Le ragioni del clamoroso sciopero collettivo sono state spiegate nei giorni scorsi da Jason Wright, uno degli avvocati d’ufficio assegnati ai detenuti. Wright parla di “condizioni di vita terribili”, anche nel Campo 6, con celle ghiacciate e accesso alle aree di ricreazione negato ai detenuti. Negli ultimi tempi ci sarebbe stata anche una stretta da parte delle guardie carcerarie, con frequenti perquisizioni alla ricerca di oggetti di contrabbando. Durante queste perquisizioni, secondo Wright, sarebbero state “profanate copie del Corano”, dove gli agenti pensavano di trovare materiale di contrabbando. “Ma i musulmani non nasconderebbero mai nulla nel Libro Sacro”, ha spiegato Wright.

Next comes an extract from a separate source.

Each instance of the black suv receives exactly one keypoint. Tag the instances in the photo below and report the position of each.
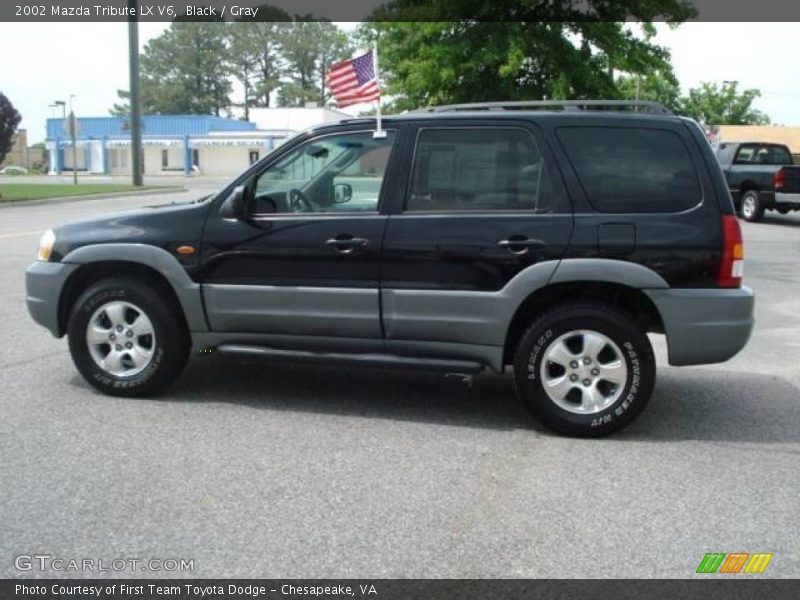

Un’altra ragione della protesta starebbe nella decisione delle autorità della prigione di negare acqua in bottiglia ad alcuni detenuti per almeno tre giorni. I detenuti, tra cui Musaab al-Madhwani, cittadino yemenita, sarebbero stati invitati a bere l’acqua del rubinetto dei bagni, notoriamente non potabile. Alle condizioni di vita precarie, si aggiunge il senso di frustrazione per una detenzione indefinita, spesso senza che sia stata formalizzata alcuna accusa. Una task-force del Dipartimento alla Sicurezza Nazionale ha da tempo chiesto il trasferimento e la liberazione per decine di detenuti, che restano però ancora in carcere.

Le autorità americane hanno sinora respinto le accuse relative alle condizioni di vita a Guantanamo. Robert Durand, direttore dei Public Affairs della prigione, ha detto che lo sciopero della fame cerca di guadagnare ai detenuti simpatia e appoggi internazionali, aggiungendo che “i detenuti del Campo 6 vivono in un ambiente comunitario. Non sono chiusi nelle loro celle la notte. Hanno la TV satellitare, videogames, lettori Dvd e la stampa internazionale”. Secondo Durand, “gran parte delle perquisizioni del Corano” non sono state condotte dalla guardie carcerarie, ma affidate agli interpreti, che sono sempre musulmani. Da parte sua la Casa Bianca ha spiegato di “monitorare da vicino la situazione”, senza aggiungere altro.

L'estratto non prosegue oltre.